Can you take us through your arrival in Libya, and how you realized who you were playing for?
Alex Owumi: When I first got to Libya, when I got off the plane, it was a warm welcome with a whole bunch of fans. I didn’t realize until I got into the apartment and I saw pictures of Muammar Qaddafi and family pictures of Qaddafi and his kids and grandkids, and that’s when I asked the question, “Whose apartment is this?” And [my host] was like, “You’re playing for the Qaddafi family, you’re playing for the leader of the country.” And that’s when it hit me, I was kind of like, “Wow.” It was kind of a flashback to when I was a kid [in Nigeria], seeing all this stuff on the news about the good he was doing, but I wasn’t really worried or scared, I was kind of like, “This is a good adventure I’m about to go on.” And I was just happy to be out of Macedonia.
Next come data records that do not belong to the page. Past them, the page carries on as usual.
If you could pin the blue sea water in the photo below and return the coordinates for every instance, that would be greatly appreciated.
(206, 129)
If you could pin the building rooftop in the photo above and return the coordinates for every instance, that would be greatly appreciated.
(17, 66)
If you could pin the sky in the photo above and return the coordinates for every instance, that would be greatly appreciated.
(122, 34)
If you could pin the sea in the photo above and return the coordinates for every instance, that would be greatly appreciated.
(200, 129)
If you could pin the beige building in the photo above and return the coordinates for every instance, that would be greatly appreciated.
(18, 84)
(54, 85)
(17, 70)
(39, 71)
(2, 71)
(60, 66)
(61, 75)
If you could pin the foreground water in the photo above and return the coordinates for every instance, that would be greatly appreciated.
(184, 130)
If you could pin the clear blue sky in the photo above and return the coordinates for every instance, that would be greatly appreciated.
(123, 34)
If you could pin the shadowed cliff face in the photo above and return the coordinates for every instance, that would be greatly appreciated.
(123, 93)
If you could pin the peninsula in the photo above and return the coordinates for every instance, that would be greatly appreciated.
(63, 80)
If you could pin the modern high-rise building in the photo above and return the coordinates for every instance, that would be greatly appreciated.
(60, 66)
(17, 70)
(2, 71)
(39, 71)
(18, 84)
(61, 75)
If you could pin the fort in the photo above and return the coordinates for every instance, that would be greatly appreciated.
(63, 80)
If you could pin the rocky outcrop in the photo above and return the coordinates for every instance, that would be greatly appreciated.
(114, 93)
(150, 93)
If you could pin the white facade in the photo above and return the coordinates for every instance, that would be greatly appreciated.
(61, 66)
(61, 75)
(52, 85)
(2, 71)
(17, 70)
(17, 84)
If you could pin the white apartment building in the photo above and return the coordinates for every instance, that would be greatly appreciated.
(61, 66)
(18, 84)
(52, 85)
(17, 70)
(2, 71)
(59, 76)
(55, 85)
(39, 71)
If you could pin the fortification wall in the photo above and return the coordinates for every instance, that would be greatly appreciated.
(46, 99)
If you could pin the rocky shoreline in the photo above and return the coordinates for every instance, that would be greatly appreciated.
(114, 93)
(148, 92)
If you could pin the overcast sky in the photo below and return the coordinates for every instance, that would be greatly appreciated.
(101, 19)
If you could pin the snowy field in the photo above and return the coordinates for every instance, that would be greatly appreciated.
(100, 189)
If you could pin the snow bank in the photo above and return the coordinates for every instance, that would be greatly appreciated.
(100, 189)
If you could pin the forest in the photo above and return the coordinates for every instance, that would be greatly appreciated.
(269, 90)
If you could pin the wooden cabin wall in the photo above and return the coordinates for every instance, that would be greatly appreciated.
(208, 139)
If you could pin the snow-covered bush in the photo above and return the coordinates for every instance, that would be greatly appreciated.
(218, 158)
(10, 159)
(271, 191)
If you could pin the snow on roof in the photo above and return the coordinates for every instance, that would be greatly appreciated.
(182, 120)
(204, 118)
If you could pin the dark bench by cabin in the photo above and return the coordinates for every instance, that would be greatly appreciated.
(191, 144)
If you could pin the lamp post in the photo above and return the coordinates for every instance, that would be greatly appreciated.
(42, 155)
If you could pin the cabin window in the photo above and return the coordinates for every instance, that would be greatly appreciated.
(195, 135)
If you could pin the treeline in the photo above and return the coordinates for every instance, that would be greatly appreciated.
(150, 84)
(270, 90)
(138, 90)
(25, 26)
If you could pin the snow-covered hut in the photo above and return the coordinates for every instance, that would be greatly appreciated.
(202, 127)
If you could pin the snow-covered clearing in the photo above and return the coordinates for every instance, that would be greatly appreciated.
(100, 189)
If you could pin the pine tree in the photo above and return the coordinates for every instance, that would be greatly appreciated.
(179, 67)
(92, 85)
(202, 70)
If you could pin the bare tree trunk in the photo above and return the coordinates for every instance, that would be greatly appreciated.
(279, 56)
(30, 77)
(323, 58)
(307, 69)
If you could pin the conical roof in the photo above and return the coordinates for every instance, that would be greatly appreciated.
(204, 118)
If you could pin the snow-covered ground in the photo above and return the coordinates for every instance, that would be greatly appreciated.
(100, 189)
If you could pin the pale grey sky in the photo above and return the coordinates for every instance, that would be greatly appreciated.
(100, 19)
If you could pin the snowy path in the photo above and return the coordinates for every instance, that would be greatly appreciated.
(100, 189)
At what point did things start to turn?
AO: I used to walk through the city and I used to talk to a lot of the fans of my club, who are older gentlemen, probably like maybe mid-thirties, early forties, and they had nothing good to say about the Qaddafi family at all. And I kind of took a note of that. I used to hang out in the real dark parts of Libya, kind of like what you say in America as “the projects,” and I used to hang out there because my teammates were from there, and I used to see these teammates getting guns and ammunition, telling me there’s a revolution coming. And I was thinking, Man, y’all are not about to beat the army. Like, there is no way that is going to happen. And it ended up that they took over the second-biggest city in Libya.
[When fighting began] I basically ran out of food, water, and electricity. After two or three days I was saying to myself, “OK, the Libya army is going to shut this shit down and these people are going to clear the streets. This little baby revolution, this mini-revolution will be over.” But I witnessed my next door neighbor being physically assaulted, being raped. It kicked in that I might not get out of here.
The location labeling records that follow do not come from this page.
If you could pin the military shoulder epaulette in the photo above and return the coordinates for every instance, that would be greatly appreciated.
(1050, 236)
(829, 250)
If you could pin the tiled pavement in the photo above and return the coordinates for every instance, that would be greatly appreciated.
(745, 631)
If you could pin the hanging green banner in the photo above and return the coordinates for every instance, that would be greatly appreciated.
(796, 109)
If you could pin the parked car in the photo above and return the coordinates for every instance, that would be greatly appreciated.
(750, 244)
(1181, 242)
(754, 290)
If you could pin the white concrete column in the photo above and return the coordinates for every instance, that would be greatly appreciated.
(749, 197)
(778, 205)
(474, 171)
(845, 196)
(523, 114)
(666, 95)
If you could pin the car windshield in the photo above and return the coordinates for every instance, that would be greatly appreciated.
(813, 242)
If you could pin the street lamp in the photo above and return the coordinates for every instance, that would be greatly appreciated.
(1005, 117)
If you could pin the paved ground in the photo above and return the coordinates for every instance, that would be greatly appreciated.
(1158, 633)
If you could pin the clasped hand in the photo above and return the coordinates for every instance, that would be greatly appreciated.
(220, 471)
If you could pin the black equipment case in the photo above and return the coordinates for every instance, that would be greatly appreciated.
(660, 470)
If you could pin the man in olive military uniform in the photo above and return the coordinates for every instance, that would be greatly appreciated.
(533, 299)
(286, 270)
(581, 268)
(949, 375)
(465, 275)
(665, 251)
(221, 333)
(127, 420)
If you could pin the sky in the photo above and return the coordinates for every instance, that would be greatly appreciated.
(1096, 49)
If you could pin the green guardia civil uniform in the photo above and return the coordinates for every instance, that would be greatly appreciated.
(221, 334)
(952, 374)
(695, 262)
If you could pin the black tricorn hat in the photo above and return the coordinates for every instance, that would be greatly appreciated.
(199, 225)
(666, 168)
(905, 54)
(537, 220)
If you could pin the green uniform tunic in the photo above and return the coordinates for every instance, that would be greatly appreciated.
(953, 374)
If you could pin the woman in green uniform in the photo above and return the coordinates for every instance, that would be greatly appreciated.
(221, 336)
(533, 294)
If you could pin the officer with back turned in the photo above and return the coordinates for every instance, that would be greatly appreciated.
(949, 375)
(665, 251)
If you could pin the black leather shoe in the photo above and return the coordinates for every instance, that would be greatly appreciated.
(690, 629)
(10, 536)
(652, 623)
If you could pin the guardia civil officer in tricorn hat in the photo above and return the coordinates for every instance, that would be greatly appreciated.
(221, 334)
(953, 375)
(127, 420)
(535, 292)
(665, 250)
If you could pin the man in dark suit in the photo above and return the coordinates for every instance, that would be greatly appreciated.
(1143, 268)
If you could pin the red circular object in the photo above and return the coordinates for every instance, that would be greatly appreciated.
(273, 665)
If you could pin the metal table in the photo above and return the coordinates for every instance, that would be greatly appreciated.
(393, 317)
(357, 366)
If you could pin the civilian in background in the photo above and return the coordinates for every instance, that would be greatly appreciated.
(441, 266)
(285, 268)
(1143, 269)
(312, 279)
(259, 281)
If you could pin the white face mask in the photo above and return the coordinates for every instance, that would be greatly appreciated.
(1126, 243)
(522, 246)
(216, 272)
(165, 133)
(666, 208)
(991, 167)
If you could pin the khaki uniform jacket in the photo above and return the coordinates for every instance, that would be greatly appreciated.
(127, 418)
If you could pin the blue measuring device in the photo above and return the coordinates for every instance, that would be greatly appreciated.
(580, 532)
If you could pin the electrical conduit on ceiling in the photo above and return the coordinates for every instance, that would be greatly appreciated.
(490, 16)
So you have no running water — you describe surviving on worms and cockroaches for two weeks — and your phone rings and it’s your teammate Moustapha with an opportunity to leave the country. You eventually meet up with him and escape to Egypt after a 12-hour ride. When were you finally able to take a breath and go, “OK, it’s over with now”?
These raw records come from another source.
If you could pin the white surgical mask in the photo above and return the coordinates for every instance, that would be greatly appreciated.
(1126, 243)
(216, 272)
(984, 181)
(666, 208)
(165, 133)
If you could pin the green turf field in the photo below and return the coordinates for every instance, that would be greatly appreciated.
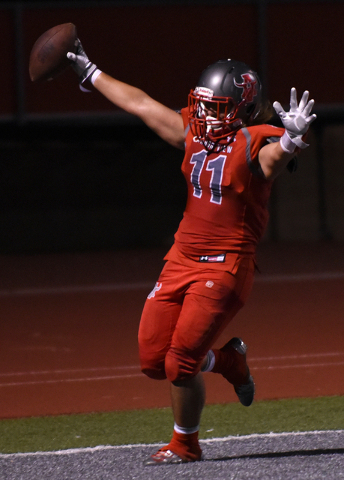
(151, 426)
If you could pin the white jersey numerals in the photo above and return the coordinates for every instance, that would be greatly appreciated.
(216, 167)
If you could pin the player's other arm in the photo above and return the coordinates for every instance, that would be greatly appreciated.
(167, 123)
(164, 121)
(273, 158)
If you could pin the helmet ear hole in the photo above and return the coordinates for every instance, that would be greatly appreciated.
(250, 109)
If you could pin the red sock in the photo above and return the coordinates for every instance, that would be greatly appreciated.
(186, 446)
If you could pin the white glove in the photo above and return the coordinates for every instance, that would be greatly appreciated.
(85, 69)
(296, 122)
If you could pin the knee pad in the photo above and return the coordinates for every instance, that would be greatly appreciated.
(180, 366)
(153, 368)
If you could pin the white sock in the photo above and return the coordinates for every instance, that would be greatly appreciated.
(186, 431)
(210, 362)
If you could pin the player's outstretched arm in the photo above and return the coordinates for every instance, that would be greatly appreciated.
(167, 123)
(274, 157)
AO: When I got to Egypt and I was on the bus with the men and they took care of me, feeding me, talking to me, I was thinking, Man, this is unreal for these Muslim men to be taking care of this boy. I was 27, but I was still young. And for some reason, I thought of Egypt as a safe haven. The pictures I have in Egypt are just me being happy. I never would have thought that staying in the Middle East would bring me some happiness, kind of give me some mental rehab, but it did.
As soon as I won the championship that year in Egypt, I got [offered] my next contract to go back, and it was double what I was making, my biggest contract ever. And in about November, I was supposed to leave [the United States] to sign my contract, and I didn’t get on the plane. So nobody knows that. That next year, I didn’t even play basketball. I took the year off.
The whole year?
AO: To me it was most important to get back to being a normal person again. So I was actually working a job. I worked a real job, you know? I was making $10 an hour and I was normal. And I did this for seven months. I was normal and I was happy. And that was one of the happiest times of my life. I didn’t even play basketball. I was in retirement. I was done. After what happened to me, I just needed some type of rehab. [Ed. note: Owumi worked at a community center in Atlanta; he’s now back to playing for the Worcester Wolves in the British Basketball League.]
I thought about committing suicide, many times. Even when I came home to America, I thought about committing suicide many times. Those were some of the darkest days, not sleeping, cold sweats. There were many times where I thought, There is no way I can live and recover from this. There were times when I did question God. There was a lot of doubt. That’s just the way it is.
But you view this as an inspirational story?
AO: All inspiration. All inspirational. Especially here when I’m in England. I can’t walk down the street without people coming up to shake my hand. Because this book isn’t really for me; it’s just for the world to see that there are good people out there. It doesn’t matter what religion, what race, there are good people out there who are doing good.
It really is incredible how all these people helped you. Especially your teammate Moustapha. Are you still in touch with him?
AO: Moustapha actually got married. He got married this summer. We talk all the time through Skype and FaceTime just to check on each other. Because we almost weren’t here. It’s kind of like, we have a duty to check up on each other.